October 03, 2004

Scoring Iraq

Phillip Carter's Intel Dump misses the point in the recent analysis on the offensive in Samarra. Here's the money graph.


So why does it matter that we're back at war? Well, if you're the type who likes to keep score, it matters. If you're going to judge this president on his wartime record, it matters. This administration, though a series of major miscalculations, has snatched defeat from the jaws of victory. Our best hope in Iraq is to leave some sort of lasting democratic government there and to set up the Iraqis as best we can to manage their own security mess. But hope is not a method, and this will be a gamble. Nonetheless, I do not see any way for the U.S. to impose order on Iraq, short of committing 2-4 times as many troops as we have there now and imposing absolute U.S.-controlled martial law on the country. And even then, we would continue to bleed slowly from IED attacks and ambushes on a regular basis. There aren't a lot of good options out there — just varying degrees of bad ones. The tough part is picking the least bad option that will not lead to a failed state of Iraq that we must come back to again in 5 or 10 years.

Samarra is not all of Iraq, nor is Fallujah. In 14-15 of Iraq's 18 provinces, we successfully executed a strategy of takeover, handoff to local Iraqis, and support while they gain the experience necessary to take over on their own. In 3-4 provinces, the strategy was not completely successful with some towns working and others not. So much for plan A. Is there a plan B?

There is a plan B and we're seeing it in Samarra and are likely to see it in the rest of the insurgency hotbeds prior to polling in January. The plan is simple, adjust and experiment in different ways to do the handover to different groups of local leadership until, town by town, a formula is discovered that succeeds in defeating efforts by the insurgency to drive out the legitimate local government and security services.

The fact that we've not had 100% success with plan A but merely 80% does not mean that we've "snatched defeat from the jaws of victory". A solid B does not a defeat make. If we continue our present strategy, we're going to go through another 2-3 rounds of this cycle with more towns and cities successfully resisting insurgent efforts to take them over each time the US pulls back into "support the locals" mode. The only possible way we can lose this fight is to renege on the promise of launching as many cycles as it takes, something that is a real possibility with the election of John Kerry to the White House.

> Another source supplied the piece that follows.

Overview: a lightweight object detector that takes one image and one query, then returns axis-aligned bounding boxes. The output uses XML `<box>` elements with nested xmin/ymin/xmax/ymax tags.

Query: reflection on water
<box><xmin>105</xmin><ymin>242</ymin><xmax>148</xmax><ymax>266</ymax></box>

Victory is not going to be, and never was going to be, US troops in the streets. It always was going to be freely elected Iraqi governments running the show with their own police and troops keeping order. Even in the US, under conditions vastly more favorable to order than pertain to Iraq, municipalities sometimes go bad and need intervention to bring them back to a civilized, lawful state. How long did it take to eliminate Tammany Hall? How long did it take to fix the corruption of Cicero, IL? You can't answer because the corrupt practices law enforcement has been fighting for decades still aren't over yet.

If corrupt municipal pols in the US thought they could realistically resist anti-corruption action militarily, there's no reason to believe they would be any more peaceful than their ideological twins in Fallujah. The difference is that our military is so good as to make armed resistance unrealistic and nobody is pumping in arms and money to corrupt pols in the US to fund an insurrection.